Hidden State Activation
Table of Contents
Hidden State Activation
This is the hidden state activation function for a vanilla RNN.
\[ h^{\langle t\rangle}=g(W_{h}[h^{\langle t-1\rangle},x^{\langle t\rangle}] + b_h) \]
Which is another way of writing this:
\[ h^{\langle t\rangle}=g(W_{hh}h^{\langle t-1\rangle} \oplus W_{hx}x^{\langle t\rangle} + b_h) \]
Where
- \(W_{h}\) in the first formula is denotes the horizontal concatenation of \(W_{hh}\) and \(W_{hx}\) from the second formula.
- \(W_{h}\) in the first formula is then multiplied by \([h^{\langle t-1\rangle},x^{\langle t\rangle}]\), another concatenation of parameters from the second formula but this time in a different direction, i.e vertical.
Let us see what this means computationally.
Imports
# from pypi
import numpy
Middle
Joining
Weights: Horizontal Concatenation
A join along the vertical boundary is called a horizontal concatenation or horizontal stack.

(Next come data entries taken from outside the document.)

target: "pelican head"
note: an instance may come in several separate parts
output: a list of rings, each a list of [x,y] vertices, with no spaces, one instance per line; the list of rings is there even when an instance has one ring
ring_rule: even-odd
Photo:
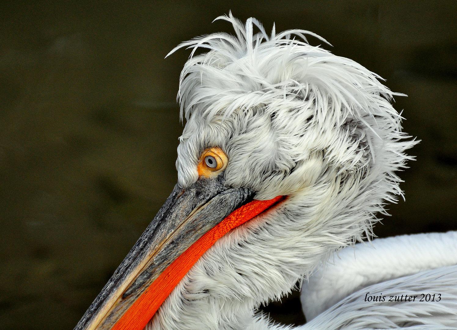
[[[142,329],[149,319],[154,330],[280,327],[259,305],[369,237],[376,214],[402,194],[395,172],[416,142],[404,139],[391,104],[401,94],[309,45],[306,34],[326,42],[311,32],[268,35],[255,19],[218,18],[236,35],[170,52],[192,49],[178,93],[186,123],[178,183],[77,329]],[[195,54],[201,48],[207,52]]]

Visually, it looks like this:- \(W_h = \left [ W_{hh} \ | \ W_{hx} \right ]\).
We'll look at two different ways to achieve this using numpy.

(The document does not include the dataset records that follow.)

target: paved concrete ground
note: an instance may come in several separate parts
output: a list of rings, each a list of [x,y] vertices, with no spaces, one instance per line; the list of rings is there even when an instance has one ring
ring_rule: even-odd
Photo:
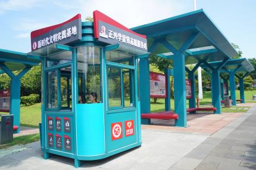
[[[255,111],[256,105],[245,114],[190,116],[186,129],[143,126],[141,147],[103,160],[83,161],[81,169],[256,169]],[[194,128],[193,123],[200,128]],[[211,129],[202,131],[209,126]],[[0,169],[74,169],[71,159],[53,155],[44,160],[39,145],[30,143],[20,152],[0,156]]]
[[[208,137],[170,169],[256,169],[255,114],[254,104],[246,114]]]
[[[21,126],[20,133],[14,134],[14,137],[32,134],[35,133],[39,133],[39,129]]]

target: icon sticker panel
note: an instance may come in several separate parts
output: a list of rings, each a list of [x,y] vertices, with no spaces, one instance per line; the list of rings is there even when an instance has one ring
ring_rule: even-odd
[[[55,130],[57,131],[61,131],[61,119],[58,117],[55,117]]]
[[[48,146],[49,147],[54,146],[54,136],[51,133],[48,133]]]
[[[54,129],[54,121],[51,117],[47,117],[47,124],[48,130],[53,130]]]
[[[64,118],[64,131],[66,133],[70,133],[71,131],[71,121],[70,118]]]
[[[71,151],[71,139],[70,137],[64,135],[64,149],[66,150]]]
[[[62,149],[63,143],[62,143],[62,136],[56,134],[56,147],[58,149]]]

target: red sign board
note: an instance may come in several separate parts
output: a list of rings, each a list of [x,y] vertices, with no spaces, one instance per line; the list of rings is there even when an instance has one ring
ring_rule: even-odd
[[[112,140],[123,137],[122,123],[117,122],[111,123],[111,139]]]
[[[191,80],[186,80],[186,95],[187,98],[192,98],[192,86]]]
[[[32,51],[59,43],[65,44],[82,39],[81,14],[63,23],[31,32]]]
[[[94,37],[108,44],[122,44],[147,51],[146,36],[133,31],[99,11],[93,11]]]
[[[150,97],[166,98],[166,76],[150,72]]]
[[[125,136],[129,136],[134,134],[133,120],[126,121],[125,123]]]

Note: The values used to populate the arrays, below, have been chosen to aid in visual illustration only. They are NOT what you'd expect to use building a model, which would typically be random variables instead.
First create some dummy data. The numpy.full function creates an array of a given shape that all has the same values. Our first array is almost like numpy.ones
except it uses the dtype of the number you pass in so it will be integers, not floats.

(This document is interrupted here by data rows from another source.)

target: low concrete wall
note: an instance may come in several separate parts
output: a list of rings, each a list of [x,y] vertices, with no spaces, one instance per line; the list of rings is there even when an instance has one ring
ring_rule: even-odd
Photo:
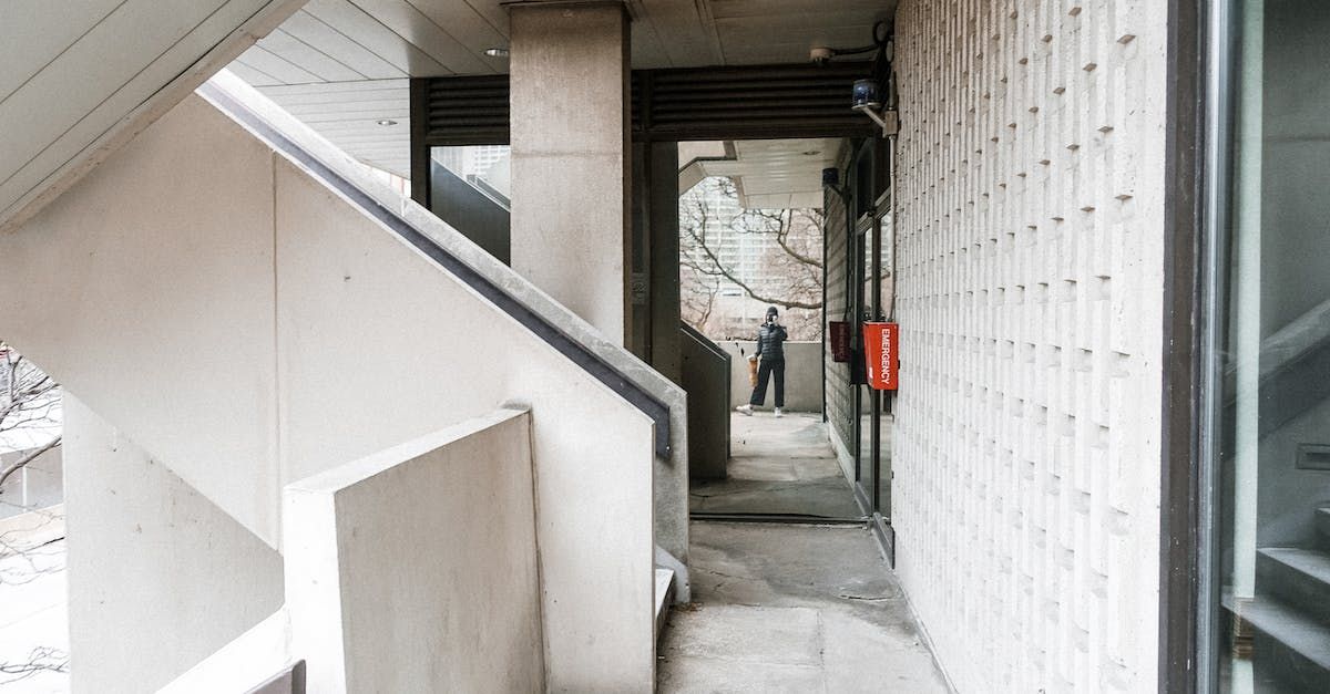
[[[730,459],[730,371],[734,358],[689,326],[682,332],[688,391],[689,476],[724,479]]]
[[[531,456],[500,409],[286,488],[310,691],[545,689]]]
[[[718,343],[725,351],[733,355],[730,359],[730,407],[749,402],[753,395],[753,386],[749,382],[747,358],[757,348],[754,342],[726,340]],[[739,354],[742,350],[742,354]],[[775,403],[775,384],[766,387],[766,403],[763,407],[771,408]],[[821,342],[787,342],[785,343],[785,408],[791,412],[821,412],[822,411],[822,343]]]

w_hh = numpy.full((3, 2), 1)
w_hx = numpy.full((3, 3), 9)
We could use some random initializations, but it would make it harder to see the joins.
print("-- Data --\n")
print("w_hh :")
print(w_hh)
print("w_hh shape :", w_hh.shape, "\n")
print("w_hx :")
print(w_hx)
print("w_hx shape :", w_hx.shape, "\n")
-- Data -- w_hh : [[1 1] [1 1] [1 1]] w_hh shape : (3, 2) w_hx : [[9 9 9] [9 9 9] [9 9 9]] w_hx shape : (3, 3)
- Option 1: concatenate - horizontal
First we'll use numpy.concatenate.
ROWS, COLUMNS = 0, 1 w_h1 = numpy.concatenate((w_hh, w_hx), axis=COLUMNS) print("option 1 : concatenate\n") print("w_h :") print(w_h1) print("w_h shape :", w_h1.shape, "\n")
option 1 : concatenate w_h : [[1 1 9 9 9] [1 1 9 9 9] [1 1 9 9 9]] w_h shape : (3, 5)
- Option 2: hstack
Now we'll try numpy.hstack.
w_h2 = numpy.hstack((w_hh, w_hx)) print("option 2 : hstack\n") print("w_h :") print(w_h2) print("w_h shape :", w_h2.shape)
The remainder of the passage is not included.